From this analysis it can be predicted that removal of BRCAl would have the most adverse effect upon the bootstrap support of the inferred phylogeny of the Muroid rodents. Another predicted consequence of removing BRCAl would be to disproportionally reduce the bootstrap support of more recent nodes in the phylogeny, where its phylogenetic informativeness is particularly large compared to other genes. Removal of RAGI, with more numerous but generally slower evolving sites would, in contrast, diminish bootstrap support deeper in the phylogeny. These predicted consequences are in fact demonstrated in the analysis of Steppan et al. (2004).
DISCUSSION
Here, I used an asymptotic instance of the four-taxon case to derive the evolutionary rate at which a character would be optimally phylogenetically informative for a given historical time. This result was then extended to formulate a chronological measure of the phylogenetic informativeness corresponding to the rate of evolution of a character. Lastly, informativeness profiles of individual characters were summed to create a profile of the informativeness of a set of characters. An example case, profiling the informativeness of four genes for resolving the muroid rodent phylogeny, demonstrated the application of the method and validated its predictions. The theory provides quantitative characterization of the potential inferential power of character sets for resolving soft polytomies.
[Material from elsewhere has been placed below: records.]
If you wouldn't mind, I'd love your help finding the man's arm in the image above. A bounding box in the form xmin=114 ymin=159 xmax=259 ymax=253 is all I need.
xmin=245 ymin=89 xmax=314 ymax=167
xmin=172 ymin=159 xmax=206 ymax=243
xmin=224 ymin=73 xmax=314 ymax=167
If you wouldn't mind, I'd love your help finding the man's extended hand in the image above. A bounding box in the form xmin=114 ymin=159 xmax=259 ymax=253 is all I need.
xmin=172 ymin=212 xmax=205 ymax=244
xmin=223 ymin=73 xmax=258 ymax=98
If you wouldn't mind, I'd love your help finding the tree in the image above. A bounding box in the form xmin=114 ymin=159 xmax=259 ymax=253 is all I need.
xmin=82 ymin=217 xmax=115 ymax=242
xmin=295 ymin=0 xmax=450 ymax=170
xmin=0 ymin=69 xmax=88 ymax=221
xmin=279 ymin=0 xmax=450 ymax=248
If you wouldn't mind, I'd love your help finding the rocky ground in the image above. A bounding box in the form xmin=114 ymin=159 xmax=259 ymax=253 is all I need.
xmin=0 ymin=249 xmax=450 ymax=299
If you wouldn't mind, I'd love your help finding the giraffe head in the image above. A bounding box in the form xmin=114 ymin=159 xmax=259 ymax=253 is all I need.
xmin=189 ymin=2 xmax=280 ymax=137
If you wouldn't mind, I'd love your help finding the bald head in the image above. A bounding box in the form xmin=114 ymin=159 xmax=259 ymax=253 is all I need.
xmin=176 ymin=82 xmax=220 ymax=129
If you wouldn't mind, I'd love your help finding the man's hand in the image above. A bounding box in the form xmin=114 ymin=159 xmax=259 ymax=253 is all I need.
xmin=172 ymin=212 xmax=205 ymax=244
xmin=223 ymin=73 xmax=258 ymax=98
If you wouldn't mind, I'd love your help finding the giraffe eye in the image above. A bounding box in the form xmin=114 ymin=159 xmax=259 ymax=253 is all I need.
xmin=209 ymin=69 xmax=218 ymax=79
The four-taxon case used to derive the analytical results presents a tractable and versatile framework for theoretical study of phylogeny. One concern, however, may be the applicability of theory from the four-taxon case to phylogenies with larger numbers of taxa. In this regard, two intuitive extremes may be noted. With uniformly dense branching and sampling over all epochs, it is possible that faster rates of evolution may contribute to a greater degree to phylogenetic inference. Dense and deep sampling may subdivide tips such that it becomes less probable that rapid evolution would completely obscure ancient signal arising at a deep short internode (Poe, 2003). In contrast, when many taxa are sampled that all have extremely short internodes within a brief epoch of interest, as is the case in a rapid radiation, it seems unlikely that faster or slower rates than that predicted here for the four- taxon case would be optimal. Further work will be required to establish the interaction between taxon sampling and the optimal rate for inference. However, the four-taxon case has a sterling record of theoretical utility (Felsenstein, 1978; Gaut and Lewis, 1995; Huelsenbeck and Hillis, 1993) for revealing optimal phylogenetic methodology for larger data sets, due not only to its analytical and computational tractability but also because results based on analysis of the four-taxon case may be readily extrapolated to trees of more taxa (Cummings et al., 2003).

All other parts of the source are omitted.